Thanks Peter, this made it all make a lot more sense.
Early loading doesn't make sense for CLI tools (except for testing, where you could disable it temporarily).
@PeterLyons can you explain to me the line "Node is single threaded so the memory footprint of loading a module is not per-connection, it's per-process. Loading a module is a one-off to get it into memory". I understand what a single thread is , do you mean to say that whatever the number of connections to the server, a particular module will be loaded only once across the whole application?
17

If you want to lazy load modules, its now possible with ES6 (Node v6)

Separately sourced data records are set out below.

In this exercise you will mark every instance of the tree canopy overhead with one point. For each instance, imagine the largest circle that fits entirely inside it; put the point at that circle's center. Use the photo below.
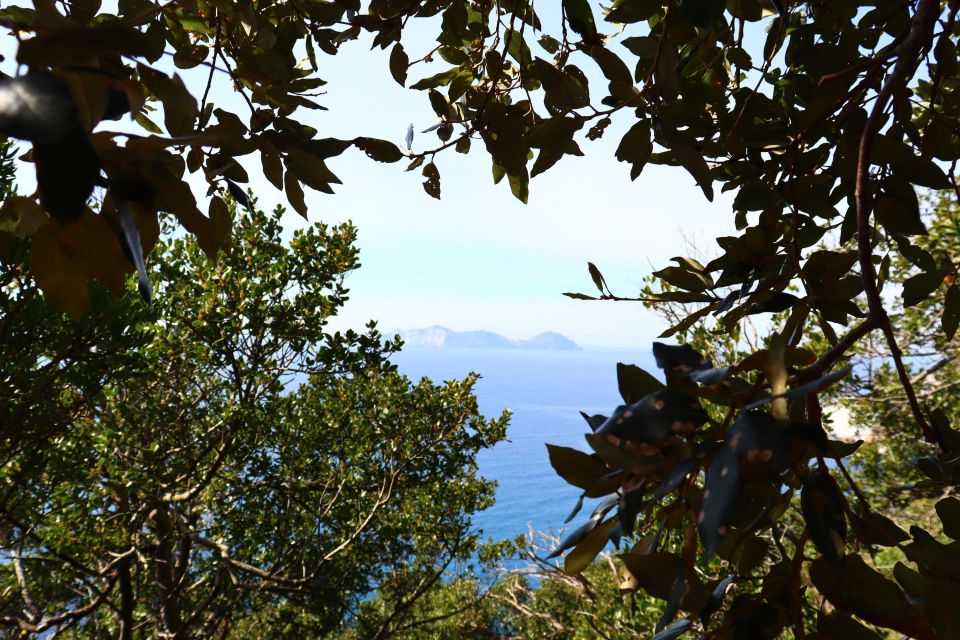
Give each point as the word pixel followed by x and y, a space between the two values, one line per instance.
pixel 823 119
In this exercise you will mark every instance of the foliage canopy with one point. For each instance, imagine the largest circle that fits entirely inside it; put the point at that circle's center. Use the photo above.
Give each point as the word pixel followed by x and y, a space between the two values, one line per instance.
pixel 822 118
pixel 220 462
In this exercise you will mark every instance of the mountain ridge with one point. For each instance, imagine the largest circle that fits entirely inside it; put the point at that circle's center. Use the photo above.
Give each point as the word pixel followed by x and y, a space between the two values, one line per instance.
pixel 441 337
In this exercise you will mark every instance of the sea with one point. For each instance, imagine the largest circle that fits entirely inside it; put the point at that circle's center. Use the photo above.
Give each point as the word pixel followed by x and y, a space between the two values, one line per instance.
pixel 545 392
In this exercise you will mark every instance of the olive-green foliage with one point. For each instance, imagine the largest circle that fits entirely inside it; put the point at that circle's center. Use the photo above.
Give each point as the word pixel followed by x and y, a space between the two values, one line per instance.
pixel 221 463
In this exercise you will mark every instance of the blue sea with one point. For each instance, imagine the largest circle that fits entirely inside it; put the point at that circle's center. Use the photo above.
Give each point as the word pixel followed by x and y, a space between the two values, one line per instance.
pixel 545 391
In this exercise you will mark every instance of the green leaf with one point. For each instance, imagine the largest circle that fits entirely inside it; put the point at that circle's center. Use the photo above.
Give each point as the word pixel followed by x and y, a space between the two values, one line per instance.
pixel 951 311
pixel 179 107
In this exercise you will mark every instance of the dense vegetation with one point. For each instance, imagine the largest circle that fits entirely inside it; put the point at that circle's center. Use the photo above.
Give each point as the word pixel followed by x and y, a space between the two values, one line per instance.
pixel 828 121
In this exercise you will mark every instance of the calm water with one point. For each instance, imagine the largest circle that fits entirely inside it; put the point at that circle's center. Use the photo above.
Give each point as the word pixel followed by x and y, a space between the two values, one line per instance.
pixel 545 390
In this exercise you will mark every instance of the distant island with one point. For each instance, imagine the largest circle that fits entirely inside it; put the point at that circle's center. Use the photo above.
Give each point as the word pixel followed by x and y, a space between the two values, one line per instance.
pixel 438 336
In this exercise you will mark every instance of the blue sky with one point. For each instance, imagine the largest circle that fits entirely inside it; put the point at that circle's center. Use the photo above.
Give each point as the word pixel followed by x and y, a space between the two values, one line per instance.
pixel 478 258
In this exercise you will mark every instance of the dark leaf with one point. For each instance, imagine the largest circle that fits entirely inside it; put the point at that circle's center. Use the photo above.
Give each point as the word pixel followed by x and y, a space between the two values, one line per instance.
pixel 716 600
pixel 635 383
pixel 432 183
pixel 239 195
pixel 594 421
pixel 679 359
pixel 67 170
pixel 677 590
pixel 918 288
pixel 719 494
pixel 37 107
pixel 588 548
pixel 807 388
pixel 133 249
pixel 866 593
pixel 655 417
pixel 379 150
pixel 780 301
pixel 948 510
pixel 576 509
pixel 580 17
pixel 951 311
pixel 597 277
pixel 399 63
pixel 702 13
pixel 711 377
pixel 581 470
pixel 575 537
pixel 675 630
pixel 822 505
pixel 876 528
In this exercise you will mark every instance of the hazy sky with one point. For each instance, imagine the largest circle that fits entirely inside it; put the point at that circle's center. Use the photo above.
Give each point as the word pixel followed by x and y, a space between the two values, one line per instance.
pixel 478 258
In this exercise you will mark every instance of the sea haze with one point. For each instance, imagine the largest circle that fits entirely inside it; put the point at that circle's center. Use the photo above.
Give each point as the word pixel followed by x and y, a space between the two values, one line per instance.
pixel 545 390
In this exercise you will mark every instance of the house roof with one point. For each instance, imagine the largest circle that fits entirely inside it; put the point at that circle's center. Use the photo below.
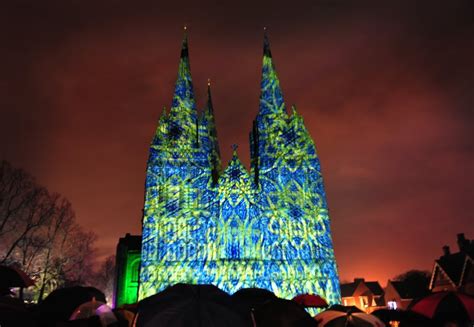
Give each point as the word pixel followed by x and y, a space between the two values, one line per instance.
pixel 402 289
pixel 348 289
pixel 453 265
pixel 374 287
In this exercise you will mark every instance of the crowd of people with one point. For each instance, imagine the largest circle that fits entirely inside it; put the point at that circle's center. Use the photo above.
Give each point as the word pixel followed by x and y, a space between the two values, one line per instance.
pixel 199 305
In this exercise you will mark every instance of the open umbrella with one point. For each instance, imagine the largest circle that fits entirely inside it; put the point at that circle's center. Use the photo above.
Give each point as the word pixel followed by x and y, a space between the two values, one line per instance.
pixel 333 318
pixel 446 306
pixel 279 312
pixel 95 308
pixel 345 308
pixel 188 305
pixel 407 318
pixel 60 304
pixel 310 301
pixel 248 299
pixel 14 277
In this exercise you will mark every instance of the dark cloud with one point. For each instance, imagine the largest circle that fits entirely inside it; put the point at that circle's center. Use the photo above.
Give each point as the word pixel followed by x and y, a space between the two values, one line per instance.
pixel 384 88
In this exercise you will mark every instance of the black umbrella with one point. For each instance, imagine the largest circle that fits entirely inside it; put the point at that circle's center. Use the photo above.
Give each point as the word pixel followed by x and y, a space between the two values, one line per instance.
pixel 279 312
pixel 60 304
pixel 406 318
pixel 344 308
pixel 189 305
pixel 14 277
pixel 252 298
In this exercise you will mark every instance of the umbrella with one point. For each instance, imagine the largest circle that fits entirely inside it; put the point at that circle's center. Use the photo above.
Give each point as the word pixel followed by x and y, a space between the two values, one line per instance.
pixel 14 277
pixel 188 305
pixel 345 308
pixel 248 299
pixel 407 318
pixel 333 318
pixel 95 308
pixel 280 312
pixel 446 306
pixel 60 304
pixel 310 301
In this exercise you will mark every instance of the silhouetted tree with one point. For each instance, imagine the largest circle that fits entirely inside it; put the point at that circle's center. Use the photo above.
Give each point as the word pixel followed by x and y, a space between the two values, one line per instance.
pixel 417 281
pixel 39 233
pixel 104 279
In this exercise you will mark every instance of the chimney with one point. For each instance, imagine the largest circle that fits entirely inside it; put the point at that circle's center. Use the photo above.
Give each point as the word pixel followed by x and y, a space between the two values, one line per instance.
pixel 462 242
pixel 446 250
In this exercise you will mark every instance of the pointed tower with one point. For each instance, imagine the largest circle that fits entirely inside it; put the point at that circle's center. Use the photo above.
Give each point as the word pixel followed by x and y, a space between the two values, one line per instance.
pixel 179 192
pixel 183 113
pixel 208 136
pixel 269 228
pixel 294 219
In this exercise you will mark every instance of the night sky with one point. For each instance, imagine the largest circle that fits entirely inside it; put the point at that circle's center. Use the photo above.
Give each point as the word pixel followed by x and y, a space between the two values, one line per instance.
pixel 386 92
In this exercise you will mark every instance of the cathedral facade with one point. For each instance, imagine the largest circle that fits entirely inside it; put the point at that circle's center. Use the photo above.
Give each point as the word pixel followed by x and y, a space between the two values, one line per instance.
pixel 267 228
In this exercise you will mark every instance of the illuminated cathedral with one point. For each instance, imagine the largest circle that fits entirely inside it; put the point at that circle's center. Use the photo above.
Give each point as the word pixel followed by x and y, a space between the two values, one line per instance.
pixel 202 224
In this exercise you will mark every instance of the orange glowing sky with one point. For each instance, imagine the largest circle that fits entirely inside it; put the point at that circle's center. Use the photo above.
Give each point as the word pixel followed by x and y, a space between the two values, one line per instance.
pixel 385 91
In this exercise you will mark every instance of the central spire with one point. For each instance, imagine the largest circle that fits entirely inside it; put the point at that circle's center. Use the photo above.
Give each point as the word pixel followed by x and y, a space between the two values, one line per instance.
pixel 271 97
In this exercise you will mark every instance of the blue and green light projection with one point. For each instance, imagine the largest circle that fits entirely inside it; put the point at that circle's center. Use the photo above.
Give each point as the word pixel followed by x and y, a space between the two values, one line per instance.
pixel 266 228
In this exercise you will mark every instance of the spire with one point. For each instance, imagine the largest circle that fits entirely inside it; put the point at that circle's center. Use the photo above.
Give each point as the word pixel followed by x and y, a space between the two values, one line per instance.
pixel 209 112
pixel 235 171
pixel 209 107
pixel 271 97
pixel 183 99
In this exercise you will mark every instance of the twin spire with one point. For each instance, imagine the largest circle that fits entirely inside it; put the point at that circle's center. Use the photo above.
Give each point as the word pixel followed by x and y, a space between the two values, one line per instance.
pixel 271 97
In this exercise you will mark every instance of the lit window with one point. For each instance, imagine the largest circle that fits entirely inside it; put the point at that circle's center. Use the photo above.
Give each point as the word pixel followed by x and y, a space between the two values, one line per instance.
pixel 392 305
pixel 135 271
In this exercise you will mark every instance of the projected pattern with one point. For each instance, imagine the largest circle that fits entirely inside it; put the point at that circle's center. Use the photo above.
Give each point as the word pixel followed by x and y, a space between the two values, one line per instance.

Edit: This will not work if you need to access properties of require (like require.cache).

module.js

console.log('Module was loaded')
exports.d=3

main.js

var _require = require;
var require = function (moduleName) {
    var module;
    return new Proxy(function () {
        if (!module) {
            module = _require(moduleName)
        }
        return module.apply(this, arguments)
    }, {
        get: function (target, name) {
            if (!module) {
                module = _require(moduleName)
            }
            return module[name];
        }
    })
};

console.log('Before require');
var a = require('./module')
console.log('After require');
console.log(a.d)
console.log('After log module');

output

Before require
After require
Module was loaded
3
After log module

4 Comments

It's subtle but that Proxy class there looks fancy! Nice find.
I removed the var part of reassignment of require since it's technically global. This works great except for using it on classes. I have some code that looks like new (require('./somefile.js')) - return module.apply(this, arguments) TypeError: Class constructor cannot be invoked without 'new' at new Proxy.get
I think this will not work if somebody does const { old_name: new_name, foo: f, bar: b } = require('module');. See stackoverflow.com/a/48952855/334451 for details.
Do import statements use require under the hood? And if so, would this also cause imported packages to be loaded lazily?